Mas quando nos aproximamos do erotismo nestes termos, falamos de uma questão própria do campo da neurose. ¿Devemos entende-lo desde uma outra lógica quando entramos no terreno da perversão? Me parece que uma das vias possíveis para acompanhar esta pergunta é retomar a questão do gozo a partir de um elemento articulador: o sado-masoquismo.

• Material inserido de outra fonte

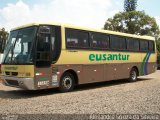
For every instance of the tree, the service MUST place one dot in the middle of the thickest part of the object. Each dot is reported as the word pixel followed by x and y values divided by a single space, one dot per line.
pixel 130 5
pixel 134 22
pixel 3 38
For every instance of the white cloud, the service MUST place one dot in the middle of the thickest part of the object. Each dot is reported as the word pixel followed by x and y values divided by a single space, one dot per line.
pixel 90 13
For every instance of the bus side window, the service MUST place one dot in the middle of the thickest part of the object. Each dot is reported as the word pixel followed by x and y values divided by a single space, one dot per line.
pixel 77 38
pixel 100 41
pixel 151 46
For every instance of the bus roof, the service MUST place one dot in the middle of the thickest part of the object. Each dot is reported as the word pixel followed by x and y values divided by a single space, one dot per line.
pixel 89 29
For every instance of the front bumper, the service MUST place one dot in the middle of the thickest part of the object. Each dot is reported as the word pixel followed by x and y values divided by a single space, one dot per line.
pixel 24 83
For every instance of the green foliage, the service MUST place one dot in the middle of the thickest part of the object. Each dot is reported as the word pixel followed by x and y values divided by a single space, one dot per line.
pixel 134 22
pixel 3 38
pixel 130 5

O casal sado-masoquista, tão paradigmático nas nossas fantasias sobre “o quê é gozar”, nos leva na neurose à ilusão de uma falsa complementaridade. Falsa no sentido de parcial e imaginária. Nos leva à fantasia de que é possível fazer Um, um par que se une num gozo infinito; duas caras de uma moeda, onde os gozos do agressor e o agredido se encontram e produzem um calce. Mas o que a psicanálise nos diz é que justamente não existe tal complementaridade entre os sexos, entendendo os sexos como posições de um lado ou outro nas fórmulas da sexuação. Não há como fazer Um, declara Lacan. Não há possibilidade de complementaridade, de relação sexual entre homem e mulher. O gozo masculino é fálico; o gozo feminino suplementário, para além do falo.

Assim, retomando a questão anteriormente colocada: ¿podemos falar sobre gozo masoquista ou sádico na neurose? ¿Quando sabemos que estamos no campo da neurose e quando estamos no território da perversão?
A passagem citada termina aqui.